The recipient of the gift may also be asked for documentation, especially if the estate does not have enough funds to cover the tax.
The executor is required to:
- Identify all gifts made in the seven years before death
- Determine if taper relief applies
- Calculate any tax owed
- File the appropriate IHT forms with HMRC
If HMRC deems the gift taxable and the estate is insufficient to pay, the tax liability can fall to the recipient.
This underlines the importance of communication and record-keeping among family members, particularly in cases where large lifetime gifts have been made.
What Records Should You Keep for a Cash Gift?

Good record-keeping can avoid future complications. Although there is no legal obligation to report most gifts at the time they are given or received, having a clear record helps in the event of:
- An inheritance tax investigation
- A bank’s anti-money laundering checks
- Proving the source of funds for major purchases such as property
Important records to keep include:
- A letter from the giver confirming the nature and value of the gift
- Bank statements showing the transfer
- Documentation of how the money was used
- The giver’s contact details and relationship to the recipient
These records may not need to be shown to HMRC immediately but will be helpful for executors managing the donor’s estate in future.
Are There Any Exceptions or Special Situations to Consider?

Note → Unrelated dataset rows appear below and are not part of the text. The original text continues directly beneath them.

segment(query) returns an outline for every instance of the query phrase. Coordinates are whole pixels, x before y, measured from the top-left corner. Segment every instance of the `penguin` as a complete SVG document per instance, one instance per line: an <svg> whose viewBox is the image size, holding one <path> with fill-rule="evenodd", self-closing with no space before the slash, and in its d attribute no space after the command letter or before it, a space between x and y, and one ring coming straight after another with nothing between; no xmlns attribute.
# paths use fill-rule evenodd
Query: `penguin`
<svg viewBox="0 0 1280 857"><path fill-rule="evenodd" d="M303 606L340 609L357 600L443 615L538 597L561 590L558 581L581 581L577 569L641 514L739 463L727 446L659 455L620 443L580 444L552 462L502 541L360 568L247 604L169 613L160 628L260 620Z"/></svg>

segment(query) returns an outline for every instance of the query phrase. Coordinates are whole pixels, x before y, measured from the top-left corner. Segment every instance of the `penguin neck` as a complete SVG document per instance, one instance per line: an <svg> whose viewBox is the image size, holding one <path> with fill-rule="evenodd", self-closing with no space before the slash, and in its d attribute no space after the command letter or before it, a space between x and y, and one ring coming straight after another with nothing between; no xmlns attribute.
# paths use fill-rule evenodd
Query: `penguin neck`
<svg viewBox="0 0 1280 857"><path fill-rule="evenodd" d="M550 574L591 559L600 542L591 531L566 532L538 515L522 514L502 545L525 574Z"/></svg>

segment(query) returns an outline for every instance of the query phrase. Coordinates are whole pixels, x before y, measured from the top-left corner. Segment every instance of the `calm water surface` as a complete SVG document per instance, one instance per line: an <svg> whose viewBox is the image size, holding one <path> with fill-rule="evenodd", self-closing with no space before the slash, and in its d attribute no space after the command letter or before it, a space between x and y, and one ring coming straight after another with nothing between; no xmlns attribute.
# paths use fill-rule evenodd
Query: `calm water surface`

While the rules are generally straightforward, certain circumstances can introduce complications. Some gifts may not qualify for exemptions and may raise concerns for HMRC or other institutions.
For example, giving a large sum of money while in poor health can raise questions about the intent of the gift and the donor’s mental capacity.
Gifts given with an expectation of receiving something in return might not be considered genuine gifts and could be treated as payments for services or loans.
Banks and building societies are also required to flag large transactions as part of anti-money laundering regulations.
If you receive a large sum of money as a gift, you may be asked to show documentation proving the source and nature of the funds.
In summary, while most cash gifts are straightforward, edge cases do exist where tax, legal, or financial implications must be considered and managed with care.
Conclusion
In most situations, you do not need to declare a cash gift to HMRC if you are the recipient. The gift itself is not taxed, but you must report any income or gains it generates.
For the person giving the gift, Inheritance Tax rules may apply, particularly if they pass away within seven years.
Therefore, careful record-keeping and understanding of HMRC’s exemptions can prevent issues later on.
FAQs
Can HMRC investigate large cash gifts?
Yes, HMRC can investigate large bank transfers, especially if they suspect the money is part of a taxable estate or if no IHT was reported following a death.
What is the best way to document a cash gift?
A simple letter signed by the giver, along with a copy of the bank transfer, is often enough. This can help in the event of an HMRC review or legal query.
Is there a limit to how much cash you can gift in the UK?
There’s no legal cap on how much you can gift, but gifts over the tax-free allowances may be subject to IHT if the donor dies within seven years.
Are gifts between spouses taxable?
No, transfers between spouses or civil partners are usually exempt from tax, regardless of amount, as long as both parties are UK domiciled.
What happens if the recipient uses the gift to purchase property?
The purchase itself isn’t taxed, but any rental income or capital gain from the property will be subject to normal tax rules.
Can HMRC question gifts made years ago?
Yes, especially if they are part of an estate and the donor died within seven years. Executors are required to declare these under IHT rules.
Do I need to declare a gift on my tax return?
Only if the gift generates income or capital gains that exceed your tax-free allowances.